To the outside, comics may seem no more than the warped lore of people incapable of dealing with reality, or the chosen reading matter of people who like to watch men dressed in leotards and capes hitting each other, or any of a number of insulting and inaccurate oversimplifications. Perhaps among the most damning of these accusations we could categorize the claim that comics do not educate, do not edify, and do not deal with important matters of character.

[Crimefighting viewed as a contest between warring philosophies.]

Unhappily, enough examples exist to defend such a position. Where, after all, do we find the real meaning of ultra-violent pieces where none of the understood markers that distinguish heroes from villains appear (for instance, Bloodstrike #5>)?

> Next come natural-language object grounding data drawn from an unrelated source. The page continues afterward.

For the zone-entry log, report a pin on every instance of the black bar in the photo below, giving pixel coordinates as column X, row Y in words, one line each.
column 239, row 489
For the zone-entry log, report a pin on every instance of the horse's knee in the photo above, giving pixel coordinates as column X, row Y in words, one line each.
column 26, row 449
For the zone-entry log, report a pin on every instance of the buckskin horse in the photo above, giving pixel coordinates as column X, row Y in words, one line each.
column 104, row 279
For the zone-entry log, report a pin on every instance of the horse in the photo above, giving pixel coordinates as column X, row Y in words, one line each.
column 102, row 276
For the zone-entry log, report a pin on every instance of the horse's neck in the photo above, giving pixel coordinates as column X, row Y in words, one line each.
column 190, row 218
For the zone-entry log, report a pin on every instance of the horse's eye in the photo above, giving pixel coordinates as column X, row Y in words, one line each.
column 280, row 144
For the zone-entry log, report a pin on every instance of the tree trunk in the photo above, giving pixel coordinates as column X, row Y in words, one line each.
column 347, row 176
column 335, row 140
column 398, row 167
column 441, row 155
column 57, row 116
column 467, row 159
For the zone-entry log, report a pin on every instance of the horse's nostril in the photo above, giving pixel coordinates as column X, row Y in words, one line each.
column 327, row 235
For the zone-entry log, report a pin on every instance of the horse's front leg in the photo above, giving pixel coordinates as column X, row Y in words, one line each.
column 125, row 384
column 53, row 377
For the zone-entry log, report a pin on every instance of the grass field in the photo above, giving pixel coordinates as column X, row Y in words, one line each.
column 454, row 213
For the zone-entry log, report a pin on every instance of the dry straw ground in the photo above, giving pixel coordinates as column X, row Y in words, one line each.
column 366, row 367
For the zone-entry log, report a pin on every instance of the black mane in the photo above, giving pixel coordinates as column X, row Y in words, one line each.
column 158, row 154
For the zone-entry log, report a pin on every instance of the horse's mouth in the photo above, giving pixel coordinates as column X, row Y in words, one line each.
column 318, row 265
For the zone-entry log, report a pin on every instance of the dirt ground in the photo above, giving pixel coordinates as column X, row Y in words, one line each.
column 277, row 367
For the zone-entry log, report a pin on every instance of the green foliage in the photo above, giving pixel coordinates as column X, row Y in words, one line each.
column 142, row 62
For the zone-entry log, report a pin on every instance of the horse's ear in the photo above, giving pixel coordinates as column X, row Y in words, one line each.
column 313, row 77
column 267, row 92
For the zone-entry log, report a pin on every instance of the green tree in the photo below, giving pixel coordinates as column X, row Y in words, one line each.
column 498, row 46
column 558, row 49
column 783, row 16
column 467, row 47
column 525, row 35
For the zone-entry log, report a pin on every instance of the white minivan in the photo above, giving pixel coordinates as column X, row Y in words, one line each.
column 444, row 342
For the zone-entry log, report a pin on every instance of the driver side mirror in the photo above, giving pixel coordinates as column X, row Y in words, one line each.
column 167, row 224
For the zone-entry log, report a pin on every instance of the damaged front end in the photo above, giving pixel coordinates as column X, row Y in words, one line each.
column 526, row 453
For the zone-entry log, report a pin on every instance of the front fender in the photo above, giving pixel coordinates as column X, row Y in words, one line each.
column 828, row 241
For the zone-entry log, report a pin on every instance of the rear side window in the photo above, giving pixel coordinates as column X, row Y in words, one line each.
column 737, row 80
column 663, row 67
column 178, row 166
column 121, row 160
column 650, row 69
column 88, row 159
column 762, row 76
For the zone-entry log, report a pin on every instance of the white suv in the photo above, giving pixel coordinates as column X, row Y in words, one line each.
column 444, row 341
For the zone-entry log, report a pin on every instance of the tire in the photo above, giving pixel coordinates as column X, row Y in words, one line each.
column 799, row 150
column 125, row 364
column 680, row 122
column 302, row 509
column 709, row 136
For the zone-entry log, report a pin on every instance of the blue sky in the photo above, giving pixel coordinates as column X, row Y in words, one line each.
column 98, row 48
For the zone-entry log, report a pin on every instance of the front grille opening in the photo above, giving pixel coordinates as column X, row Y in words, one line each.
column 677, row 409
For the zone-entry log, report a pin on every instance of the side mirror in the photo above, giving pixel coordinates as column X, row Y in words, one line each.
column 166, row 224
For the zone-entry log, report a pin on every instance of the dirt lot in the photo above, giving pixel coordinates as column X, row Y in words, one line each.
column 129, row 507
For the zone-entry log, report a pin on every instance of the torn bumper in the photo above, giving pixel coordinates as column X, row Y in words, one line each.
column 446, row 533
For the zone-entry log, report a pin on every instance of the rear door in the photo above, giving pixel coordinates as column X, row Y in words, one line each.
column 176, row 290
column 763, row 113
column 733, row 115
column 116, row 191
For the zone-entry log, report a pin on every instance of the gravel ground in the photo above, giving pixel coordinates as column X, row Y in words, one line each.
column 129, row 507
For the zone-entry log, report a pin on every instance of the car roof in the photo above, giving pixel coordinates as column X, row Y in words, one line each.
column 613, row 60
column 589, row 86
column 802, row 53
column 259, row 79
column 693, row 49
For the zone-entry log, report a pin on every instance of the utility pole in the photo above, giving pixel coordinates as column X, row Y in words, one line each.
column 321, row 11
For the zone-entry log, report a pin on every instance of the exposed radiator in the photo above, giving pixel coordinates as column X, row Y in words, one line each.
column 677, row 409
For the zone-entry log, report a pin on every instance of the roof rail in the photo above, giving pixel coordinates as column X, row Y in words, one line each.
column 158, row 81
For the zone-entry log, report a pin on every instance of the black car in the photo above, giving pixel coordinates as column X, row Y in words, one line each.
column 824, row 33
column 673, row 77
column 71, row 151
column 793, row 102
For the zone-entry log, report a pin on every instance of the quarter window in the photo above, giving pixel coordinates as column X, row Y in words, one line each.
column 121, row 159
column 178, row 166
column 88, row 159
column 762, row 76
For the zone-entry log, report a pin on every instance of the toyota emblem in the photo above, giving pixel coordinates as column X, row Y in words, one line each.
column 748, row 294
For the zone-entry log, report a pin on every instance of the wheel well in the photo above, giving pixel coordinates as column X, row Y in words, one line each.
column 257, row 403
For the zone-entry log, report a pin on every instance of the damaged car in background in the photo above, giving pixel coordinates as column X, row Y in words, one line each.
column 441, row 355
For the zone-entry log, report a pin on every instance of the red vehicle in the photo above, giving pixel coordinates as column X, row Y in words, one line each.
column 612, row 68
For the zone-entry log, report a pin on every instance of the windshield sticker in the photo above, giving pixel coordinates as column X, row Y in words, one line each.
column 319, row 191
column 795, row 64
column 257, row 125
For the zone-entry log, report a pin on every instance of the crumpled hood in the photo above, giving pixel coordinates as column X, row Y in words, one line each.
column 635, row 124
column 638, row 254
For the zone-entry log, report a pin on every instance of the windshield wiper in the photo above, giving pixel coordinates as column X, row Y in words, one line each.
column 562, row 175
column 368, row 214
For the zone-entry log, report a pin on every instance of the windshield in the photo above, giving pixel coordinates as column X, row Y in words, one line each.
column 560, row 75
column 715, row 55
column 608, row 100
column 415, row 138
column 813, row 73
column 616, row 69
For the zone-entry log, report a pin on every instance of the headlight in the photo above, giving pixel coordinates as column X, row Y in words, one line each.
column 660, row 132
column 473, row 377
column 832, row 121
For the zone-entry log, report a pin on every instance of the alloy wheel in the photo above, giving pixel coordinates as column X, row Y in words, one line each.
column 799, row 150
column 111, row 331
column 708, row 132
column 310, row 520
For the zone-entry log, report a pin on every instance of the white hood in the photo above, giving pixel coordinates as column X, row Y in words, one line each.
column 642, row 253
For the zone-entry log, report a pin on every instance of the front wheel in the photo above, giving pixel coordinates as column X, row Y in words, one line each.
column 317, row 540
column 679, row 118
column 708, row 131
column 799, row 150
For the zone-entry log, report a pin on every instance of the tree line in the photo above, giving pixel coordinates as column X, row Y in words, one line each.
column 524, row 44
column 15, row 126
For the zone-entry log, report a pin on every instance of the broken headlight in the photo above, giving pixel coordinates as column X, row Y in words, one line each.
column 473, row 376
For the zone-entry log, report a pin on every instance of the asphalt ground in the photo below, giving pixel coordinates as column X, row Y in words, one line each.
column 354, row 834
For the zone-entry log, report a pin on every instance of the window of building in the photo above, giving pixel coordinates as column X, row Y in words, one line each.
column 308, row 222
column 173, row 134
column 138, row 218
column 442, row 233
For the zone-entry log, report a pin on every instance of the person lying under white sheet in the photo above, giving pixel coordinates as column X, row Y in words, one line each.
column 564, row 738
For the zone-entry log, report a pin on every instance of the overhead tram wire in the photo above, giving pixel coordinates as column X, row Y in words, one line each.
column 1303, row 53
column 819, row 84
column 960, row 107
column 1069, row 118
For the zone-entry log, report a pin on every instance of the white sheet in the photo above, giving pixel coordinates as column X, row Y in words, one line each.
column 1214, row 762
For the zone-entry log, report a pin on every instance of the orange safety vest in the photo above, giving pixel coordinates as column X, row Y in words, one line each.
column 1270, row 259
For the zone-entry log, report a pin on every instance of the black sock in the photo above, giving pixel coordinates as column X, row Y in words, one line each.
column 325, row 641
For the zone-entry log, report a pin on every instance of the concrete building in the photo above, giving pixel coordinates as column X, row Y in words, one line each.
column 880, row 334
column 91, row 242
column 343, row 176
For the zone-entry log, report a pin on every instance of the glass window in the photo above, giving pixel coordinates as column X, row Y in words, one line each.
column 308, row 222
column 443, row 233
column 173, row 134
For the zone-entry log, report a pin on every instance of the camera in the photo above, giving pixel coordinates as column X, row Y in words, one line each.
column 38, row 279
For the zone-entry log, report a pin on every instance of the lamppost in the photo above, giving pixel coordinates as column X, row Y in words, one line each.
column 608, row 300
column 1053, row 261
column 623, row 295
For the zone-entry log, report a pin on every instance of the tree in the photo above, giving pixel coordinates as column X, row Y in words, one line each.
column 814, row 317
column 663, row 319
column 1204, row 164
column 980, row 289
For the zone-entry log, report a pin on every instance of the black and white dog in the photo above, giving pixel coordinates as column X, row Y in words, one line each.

Officially beginning with the creation of Mister A, Silver Age cartoonist Steve Ditko began to present a number of works with a consistent message deriving from his own dabbling in the Objectivist philosophy of Ayn Rand. But he took his own emphasis: Evil exists; Reason can identify it; and it originates through self-delusion, epistemological hedonism, wishful-thinking; and the Rational Man discards the corrupt concepts which convince him of a fatuous right to live at the expense of others, or to treat other men as property.

Appropriately enough, these works appear almost exclusively in black-and-white form, for they present a world in which only black and white exist, in which people either warp or follow principles, and in which the Law of the Excluded Middle plays the role of a moral law of the universe.

The Ditko Imprint

A disturbing strangeness infuses Ditko's work, even now that he labors in semi-obscurity, in his seventies, rarely doing work for major comics publishers. In no way has time or bitter experience smoothed off the peculiar edges of his work; something deep within his brain still imparts a strangeness to what he puts on the page.

This sometimes produces content that seems difficult or mildly incomprehensible, viewed with a single impression. For instance, the covers from Steve Ditko's end-of-the-millennium Package books seem, disturbingly often, to feature someone thinking out loud or whispering to himself, to no particular purpose. For instance, the 176 Page Package has one caption reading "What? What do you whisper? Huh? Oh! Okay!" And, similarly, the 32-Page Package has a cover with a concerned-looking face on it surrounded by the words "Tsk! Tsk! !?! Huh!? Who!? Me!? Why?"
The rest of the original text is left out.